Wind is one of the main drivers of sea ice moving and deforming in the Arctic. But not the entire Arctic is covered with sea ice. Some areas are open water, with the ocean surface being exposed to the winds. The Marginal Ice Zone does not have a continuous sea ice cover but both fragmented sea ice and open water and is particularly interesting for researchers. Naturally, waves occur in the open water areas. The warming of the Arctic is leading to increasingly larger open water areas in recent years as the sea ice extent is shrinking.
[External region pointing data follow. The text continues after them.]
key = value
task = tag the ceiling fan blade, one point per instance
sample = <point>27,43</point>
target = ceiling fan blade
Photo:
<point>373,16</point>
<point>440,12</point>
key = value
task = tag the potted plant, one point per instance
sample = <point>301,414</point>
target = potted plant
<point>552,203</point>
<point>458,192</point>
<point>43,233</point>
With more open water where waves can form, the impact of waves on sea ice in the Arctic is becoming more and more interesting to researchers that investigate the dynamics of sea ice.

Why are the interactions between waves and sea ice interesting?

What waves do to a sea ice edge is the following: They push and bend the ice cover floating on the ocean and weaken it. The sea ice cover then starts breaking up into smaller pieces, it fragments. This can happen over long distances, up to dozens of kilometers. The current decrease of Arctic sea ice extent makes this process – sea ice fragmentation through waves – likely even more prevalent in the future. What we don’t know much about is: To what extent is the fragmentation impacting how sea ice drifts? A general assumption is that a sea ice cover that gets fragmented by waves is less resistant to deformation than un-fragmented ice. This was the starting point of the study conducted by researchers from the NERSC sea ice modelling group.

How can our sea ice model help here?

Their tool for the job was our in-house sea ice model, neXtSIM. neXtSIM has been developed at the Nansen Center over the past years, and the latest beneficial change in it is the use of a Maxwell elasto-brittle rheology. Rheology is the study and mathematical description of how hard material is being deformed and flows. The hard material here is sea ice, and this new mathematical description of its behaviour allows our researchers to simulate processes in the sea ice that resemble what happens in nature even more closely. One of the original features of this rheology is the use of a quantity called “damage”. A high level of damage represents the behaviour of sea ice cover with many cracks, that is easily deformed by ocean currents and winds. To assess the impact of waves on sea ice, the authors therefore linked the level of damage to the occurrence of sea ice fragmentation by waves. Another asset of the model is that the new rheology can accurately “remember” where the sea ice has been damaged before, and this is particularly important for the purpose of investigating how waves interact with sea ice.

What else do we need?

A sea ice model alone cannot give an answer here, so the authors coupled a wave model to the sea ice model. When coupling two different models together, they exchange information and influence each other’s results. This is exactly what is necessary for this kind of science. The wave model the authors chose is WAVEWATCH III®. It can use wind speed and direction data to predict the speed, orientation, and height of waves in the ocean. The coupling of a wave and a sea ice model allowed the authors to estimate where and when sea ice is broken – fragmented – by waves along the edge.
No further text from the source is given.